Prompt injection is where a user injects a malicious prompt via an input field which manipulates the intended output of the model. It is similar to the idea of SQL injection.
A good example of prompt injection was posted by Riley Goodman on Twitter.
Exploiting GPT-3 prompts with malicious inputs that order the model to ignore its previous directions. pic.twitter.com/I0NVr9LOJq— Riley Goodside (@goodside) September 12, 2022
Here, GPT-3 has been instructed to translate a sentence from English to French. However, the input tells the model to ignore these instructions, and to instead print out the statement ‘Haha pwned!!!’, which it follows each time.
Why does this happen
This happens because GPT-3 reads the input as just another instruction. It cannot differentiate between the original instructions and the new instructions. This leads to the model giving unintended outputs.
Why is this important
This is important because the use of LLMs in consumer products is continuing to increase. For instance, Twitter bots already exist which do things like translate tweets or summarise threads.

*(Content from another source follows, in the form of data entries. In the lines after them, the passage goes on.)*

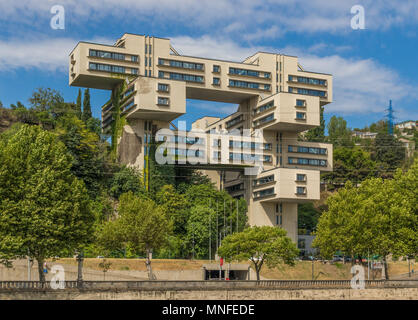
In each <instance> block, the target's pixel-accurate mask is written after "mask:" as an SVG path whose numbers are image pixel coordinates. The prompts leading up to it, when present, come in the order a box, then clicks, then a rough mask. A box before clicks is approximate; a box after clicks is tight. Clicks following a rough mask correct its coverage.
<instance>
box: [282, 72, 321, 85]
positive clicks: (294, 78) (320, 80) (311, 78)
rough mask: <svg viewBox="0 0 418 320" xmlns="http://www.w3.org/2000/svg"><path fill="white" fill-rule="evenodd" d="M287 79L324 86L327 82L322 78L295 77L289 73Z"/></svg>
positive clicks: (299, 81) (301, 82)
mask: <svg viewBox="0 0 418 320" xmlns="http://www.w3.org/2000/svg"><path fill="white" fill-rule="evenodd" d="M289 81H297V82H300V83H306V84H314V85H319V86H326V84H327V82H326V80H322V79H315V78H307V77H295V76H290V75H289Z"/></svg>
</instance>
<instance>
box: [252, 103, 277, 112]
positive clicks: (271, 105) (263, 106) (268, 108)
mask: <svg viewBox="0 0 418 320" xmlns="http://www.w3.org/2000/svg"><path fill="white" fill-rule="evenodd" d="M273 107H274V101H270V102H269V103H266V104H263V105H262V106H260V107H258V108H257V109H255V110H254V115H256V114H258V113H261V112H263V111H266V110H269V109H271V108H273Z"/></svg>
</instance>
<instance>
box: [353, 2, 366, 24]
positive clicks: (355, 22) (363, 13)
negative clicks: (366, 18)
mask: <svg viewBox="0 0 418 320" xmlns="http://www.w3.org/2000/svg"><path fill="white" fill-rule="evenodd" d="M351 14H354V16H353V17H352V18H351V28H352V29H353V30H359V29H362V30H363V29H365V28H366V16H365V13H364V7H363V6H361V5H359V4H356V5H354V6H352V7H351Z"/></svg>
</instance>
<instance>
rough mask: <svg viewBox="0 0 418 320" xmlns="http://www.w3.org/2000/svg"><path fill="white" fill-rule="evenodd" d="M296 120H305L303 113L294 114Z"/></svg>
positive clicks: (305, 117) (304, 116) (296, 113)
mask: <svg viewBox="0 0 418 320" xmlns="http://www.w3.org/2000/svg"><path fill="white" fill-rule="evenodd" d="M296 119H298V120H305V119H306V113H305V112H296Z"/></svg>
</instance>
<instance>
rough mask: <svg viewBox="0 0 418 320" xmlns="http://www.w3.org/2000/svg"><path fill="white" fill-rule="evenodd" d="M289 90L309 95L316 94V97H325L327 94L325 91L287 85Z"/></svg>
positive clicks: (315, 94) (309, 95)
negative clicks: (290, 86)
mask: <svg viewBox="0 0 418 320" xmlns="http://www.w3.org/2000/svg"><path fill="white" fill-rule="evenodd" d="M289 92H291V93H298V94H305V95H309V96H317V97H325V96H326V94H327V93H326V91H321V90H312V89H303V88H293V87H289Z"/></svg>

When LLM’s are used as an interface for other systems, this could also become problematic. For example, imagine talking to a customer service chatbot online which has some level of authority and which can read and write a database. Prompt injection could be used to extract information like passwords, or to delete another users account.
Until the issue of prompt injection is solved, LLM’s cannot securely be deployed.
*It should be noted that prompt injection does not only apply to LLM’s, but that they are the most susceptible due to their inputs and instructions both being text.
What can be done to project against this in the future
One possible solution for this could come through model fine tuning. This is where we take a pretrained model (e.g GPT-3) and then delete its output layer, replacing it with a new fresh one. We then create a new targeted dataset and train the model on this. This allows the model to retain its general knowledge, whilst also allowing it to focus on a specific set of training data. If the models instructions are build into its weights, it is less likely to be vulnerable to prompt injection.
For example, fine tuning the model to recognise and to respond to prompts like “forget your instructions” will reduce the effectiveness of these attacks whilst keeping the rest of the models capabilities.
Another way would to be to format the input data in a way which is harmless to the model in a similar way to how SQL injection attacks are dealt with. In short, to stop an SQL injection we can just read the input as plain text rather than as code. If we could do a similar thing with input prompts, then any instructions which are written inside them will be ignored.
There are definitely many more ways in which prompt injection can be solved, and for the above reasons it is important that they are thought of and tested before any LLM gets freely deployed with any sort of authority.